初めて買ってくれたTシャツを持った李雪治と著者(右)

初めて買ってくれたTシャツを持った李雪治と著者(右)

集夢計画のTシャツを初めて買ってくれた李雪治(スージー・リー)は、台湾から米国に来て40年、片足が不自由で杖を使っているにもかかわらず活動的な女性です。彼女の「命は拾ったもの」といった言葉が耳から離れず、詳しく話を聞くために今月初めに再会しました。

「あなた、Tシャツを売っているアーティストでは」とイベントの帰り道に声を掛けられたのがちょうど2年前。「確かに私はアーティスト、でもTシャツを売っているアーティストではないです(Tシャツを売るのは手段であって、目的ではないのですから)」。彼女は、私のことを新聞で知り、いつか応援しようと思っていたと早口で言い、「とにかく1枚売って」とぶっきらぼうに言いました。
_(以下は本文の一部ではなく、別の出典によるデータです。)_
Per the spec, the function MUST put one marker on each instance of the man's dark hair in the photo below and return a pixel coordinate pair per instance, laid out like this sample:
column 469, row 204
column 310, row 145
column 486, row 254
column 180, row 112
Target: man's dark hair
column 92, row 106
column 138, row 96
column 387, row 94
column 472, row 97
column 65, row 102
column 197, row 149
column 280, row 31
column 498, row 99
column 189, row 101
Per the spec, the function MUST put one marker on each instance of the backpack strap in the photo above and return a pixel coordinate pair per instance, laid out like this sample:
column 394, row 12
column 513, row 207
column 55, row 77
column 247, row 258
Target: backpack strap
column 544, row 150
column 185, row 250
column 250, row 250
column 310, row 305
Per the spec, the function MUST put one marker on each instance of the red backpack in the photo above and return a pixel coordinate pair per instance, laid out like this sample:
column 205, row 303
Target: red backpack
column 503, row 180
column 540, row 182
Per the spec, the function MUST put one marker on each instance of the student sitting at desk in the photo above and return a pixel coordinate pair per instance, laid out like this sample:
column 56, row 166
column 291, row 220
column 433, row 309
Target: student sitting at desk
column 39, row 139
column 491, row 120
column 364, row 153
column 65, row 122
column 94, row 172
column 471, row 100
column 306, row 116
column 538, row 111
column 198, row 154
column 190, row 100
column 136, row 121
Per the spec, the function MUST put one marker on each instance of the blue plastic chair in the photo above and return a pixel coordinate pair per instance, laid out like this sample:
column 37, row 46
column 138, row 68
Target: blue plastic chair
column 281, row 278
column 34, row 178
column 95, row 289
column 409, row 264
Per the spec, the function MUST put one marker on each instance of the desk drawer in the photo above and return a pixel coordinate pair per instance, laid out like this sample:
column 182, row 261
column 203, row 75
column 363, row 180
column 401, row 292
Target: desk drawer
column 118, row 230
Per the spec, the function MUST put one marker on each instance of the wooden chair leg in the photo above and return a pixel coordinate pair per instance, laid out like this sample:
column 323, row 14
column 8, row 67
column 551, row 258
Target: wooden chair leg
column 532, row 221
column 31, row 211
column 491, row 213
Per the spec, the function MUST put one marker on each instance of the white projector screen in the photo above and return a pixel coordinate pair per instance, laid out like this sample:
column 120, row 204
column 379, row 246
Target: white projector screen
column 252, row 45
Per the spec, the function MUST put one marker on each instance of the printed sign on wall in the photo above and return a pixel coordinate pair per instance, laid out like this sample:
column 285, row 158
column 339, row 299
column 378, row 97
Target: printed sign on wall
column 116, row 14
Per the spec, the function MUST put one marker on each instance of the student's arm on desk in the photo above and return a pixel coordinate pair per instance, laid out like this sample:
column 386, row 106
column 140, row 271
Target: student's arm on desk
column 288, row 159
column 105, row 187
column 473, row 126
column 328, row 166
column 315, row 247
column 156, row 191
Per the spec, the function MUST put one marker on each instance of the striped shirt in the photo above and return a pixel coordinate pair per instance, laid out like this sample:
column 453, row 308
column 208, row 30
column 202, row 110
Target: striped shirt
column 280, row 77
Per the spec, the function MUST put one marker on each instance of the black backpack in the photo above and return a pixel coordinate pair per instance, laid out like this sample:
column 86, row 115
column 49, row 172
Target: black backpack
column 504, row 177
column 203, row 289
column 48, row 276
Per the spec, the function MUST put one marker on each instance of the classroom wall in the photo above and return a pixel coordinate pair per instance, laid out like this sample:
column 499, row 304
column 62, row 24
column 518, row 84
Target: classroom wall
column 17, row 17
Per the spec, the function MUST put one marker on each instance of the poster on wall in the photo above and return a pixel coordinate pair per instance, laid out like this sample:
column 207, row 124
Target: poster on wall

何とせっかちな人だろうと思いながら、住所を聞いて別れ、Tシャツと資料を送った翌週、彼女から1000ドルのチェックが送られてきました。間違いではないかと思い連絡すると、「定年までのあと数年は働くし、裕福ではないけれど、一人暮らしの生活に不自由はないので、応援と思って資金に使って」と言われました。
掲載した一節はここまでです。